On the uniform Besov regularity of local times of general processes
Brahim Boufoussi, Yassine Nachit
TL;DR
The paper introduces $\alpha$-local nondeterminism as a versatile replacement for Gaussian local nondeterminism to study uniform Besov regularity of local times $L(x,t)$ in the time variable. Using a Fourier/Berman representation of local times and dyadic Besov norms, it proves that under $\alpha\in(0,1/d)$ and a moment hypothesis on increments, $L(x,t)$ lies in $\mathbf{B}^{1-d\alpha}_{p,\infty}(I)$ almost surely, and that the underlying process $X(\cdot)$ cannot be in $\mathbf{B}^{\alpha}_{p,q}(I)$ for $p>1/\alpha$, extending Adler’s theorem to Besov spaces.
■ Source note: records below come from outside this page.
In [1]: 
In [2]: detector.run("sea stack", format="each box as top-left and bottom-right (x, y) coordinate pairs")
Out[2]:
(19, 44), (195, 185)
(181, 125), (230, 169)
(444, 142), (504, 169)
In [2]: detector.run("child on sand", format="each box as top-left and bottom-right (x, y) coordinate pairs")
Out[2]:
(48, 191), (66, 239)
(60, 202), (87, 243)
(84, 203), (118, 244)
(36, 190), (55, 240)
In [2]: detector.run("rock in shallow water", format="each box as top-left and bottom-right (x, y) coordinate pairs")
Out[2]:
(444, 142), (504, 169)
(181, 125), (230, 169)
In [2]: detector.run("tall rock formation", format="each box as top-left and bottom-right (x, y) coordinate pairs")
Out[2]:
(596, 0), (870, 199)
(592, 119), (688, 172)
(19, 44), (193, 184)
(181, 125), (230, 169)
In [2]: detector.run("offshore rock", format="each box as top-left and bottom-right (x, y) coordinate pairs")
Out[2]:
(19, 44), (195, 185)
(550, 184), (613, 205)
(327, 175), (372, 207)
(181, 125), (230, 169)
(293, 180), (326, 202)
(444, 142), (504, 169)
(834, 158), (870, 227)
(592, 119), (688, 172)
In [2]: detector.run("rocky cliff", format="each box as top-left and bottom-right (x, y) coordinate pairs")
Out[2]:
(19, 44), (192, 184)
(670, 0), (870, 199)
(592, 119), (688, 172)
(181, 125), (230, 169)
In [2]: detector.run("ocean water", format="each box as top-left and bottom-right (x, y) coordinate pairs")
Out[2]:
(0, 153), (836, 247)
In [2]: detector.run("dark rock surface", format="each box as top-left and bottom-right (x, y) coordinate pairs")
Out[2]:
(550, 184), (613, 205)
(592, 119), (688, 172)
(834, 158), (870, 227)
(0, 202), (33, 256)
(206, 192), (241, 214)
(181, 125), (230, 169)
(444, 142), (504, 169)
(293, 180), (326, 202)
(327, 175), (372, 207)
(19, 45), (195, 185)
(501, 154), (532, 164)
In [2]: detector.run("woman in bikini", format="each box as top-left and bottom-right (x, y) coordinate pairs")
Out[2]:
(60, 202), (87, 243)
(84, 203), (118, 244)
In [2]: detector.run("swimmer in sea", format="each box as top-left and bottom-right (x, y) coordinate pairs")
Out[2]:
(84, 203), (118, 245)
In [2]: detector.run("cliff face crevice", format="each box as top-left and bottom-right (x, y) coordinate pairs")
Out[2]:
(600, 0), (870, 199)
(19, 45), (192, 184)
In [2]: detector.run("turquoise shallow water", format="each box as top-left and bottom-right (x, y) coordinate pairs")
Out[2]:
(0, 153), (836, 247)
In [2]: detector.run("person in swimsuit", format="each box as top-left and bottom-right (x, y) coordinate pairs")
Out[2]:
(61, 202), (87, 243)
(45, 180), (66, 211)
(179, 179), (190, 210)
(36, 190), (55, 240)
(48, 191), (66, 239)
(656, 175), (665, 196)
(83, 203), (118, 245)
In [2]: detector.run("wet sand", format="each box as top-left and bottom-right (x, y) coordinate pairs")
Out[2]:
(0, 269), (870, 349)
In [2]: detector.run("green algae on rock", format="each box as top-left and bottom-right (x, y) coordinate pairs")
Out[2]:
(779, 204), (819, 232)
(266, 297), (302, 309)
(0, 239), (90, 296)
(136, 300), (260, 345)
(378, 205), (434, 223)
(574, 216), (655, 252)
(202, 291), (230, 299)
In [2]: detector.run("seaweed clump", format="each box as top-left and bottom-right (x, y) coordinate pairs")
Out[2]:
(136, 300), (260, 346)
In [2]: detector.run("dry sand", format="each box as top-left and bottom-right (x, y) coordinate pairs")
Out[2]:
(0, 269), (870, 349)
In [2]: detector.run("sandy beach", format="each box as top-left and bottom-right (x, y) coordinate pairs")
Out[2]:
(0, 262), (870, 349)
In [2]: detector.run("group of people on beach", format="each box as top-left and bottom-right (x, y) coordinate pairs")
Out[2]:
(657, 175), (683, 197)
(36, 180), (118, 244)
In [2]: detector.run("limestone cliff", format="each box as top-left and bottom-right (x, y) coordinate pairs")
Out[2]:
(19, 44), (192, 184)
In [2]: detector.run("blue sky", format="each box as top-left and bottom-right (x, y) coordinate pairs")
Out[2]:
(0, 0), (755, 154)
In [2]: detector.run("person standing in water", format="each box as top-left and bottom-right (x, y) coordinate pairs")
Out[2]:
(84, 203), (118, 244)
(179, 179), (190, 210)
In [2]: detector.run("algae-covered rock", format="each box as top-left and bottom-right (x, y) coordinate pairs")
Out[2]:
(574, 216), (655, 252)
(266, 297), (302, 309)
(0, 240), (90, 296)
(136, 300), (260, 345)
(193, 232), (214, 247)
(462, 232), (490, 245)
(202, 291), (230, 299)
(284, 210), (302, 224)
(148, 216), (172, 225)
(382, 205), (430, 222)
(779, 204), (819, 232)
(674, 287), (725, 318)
The results are applied to Gaussian models (including bifractional Brownian motion) and to nonlinear stochastic heat equations, yielding sharp Besov regularity for local times and Besov irregularity for sample paths. This framework unifies the treatment of local times across Gaussian and non-Gaussian settings and provides sharp characterizations of fine-scale path regularity with potential implications for stochastic analysis and SPDE theory.
Abstract
Our main purpose is to use a new condition, $α$-local nondeterminism, which is an alternative to the classical local nondeterminism usually utilized in the Gaussian framework, in order to investigate Besov regularity, in the time variable $t$ uniformly in the space variable $x$, for local times $L(x, t)$ of a class of continuous processes. We also extend the classical Adler's theorem [1, Theorem 8.7.1] to the Besov spaces case. These results are then exploited to study the Besov irregularity of the sample paths of the underlying processes. Based on similar known results in the case of the bifractional Brownian motion, we believe that our results are sharp. As applications, we get sharp Besov regularity results for some classical Gaussian processes and the solutions of systems of non-linear stochastic heat equations. The Besov regularity of their corresponding local times is also obtained.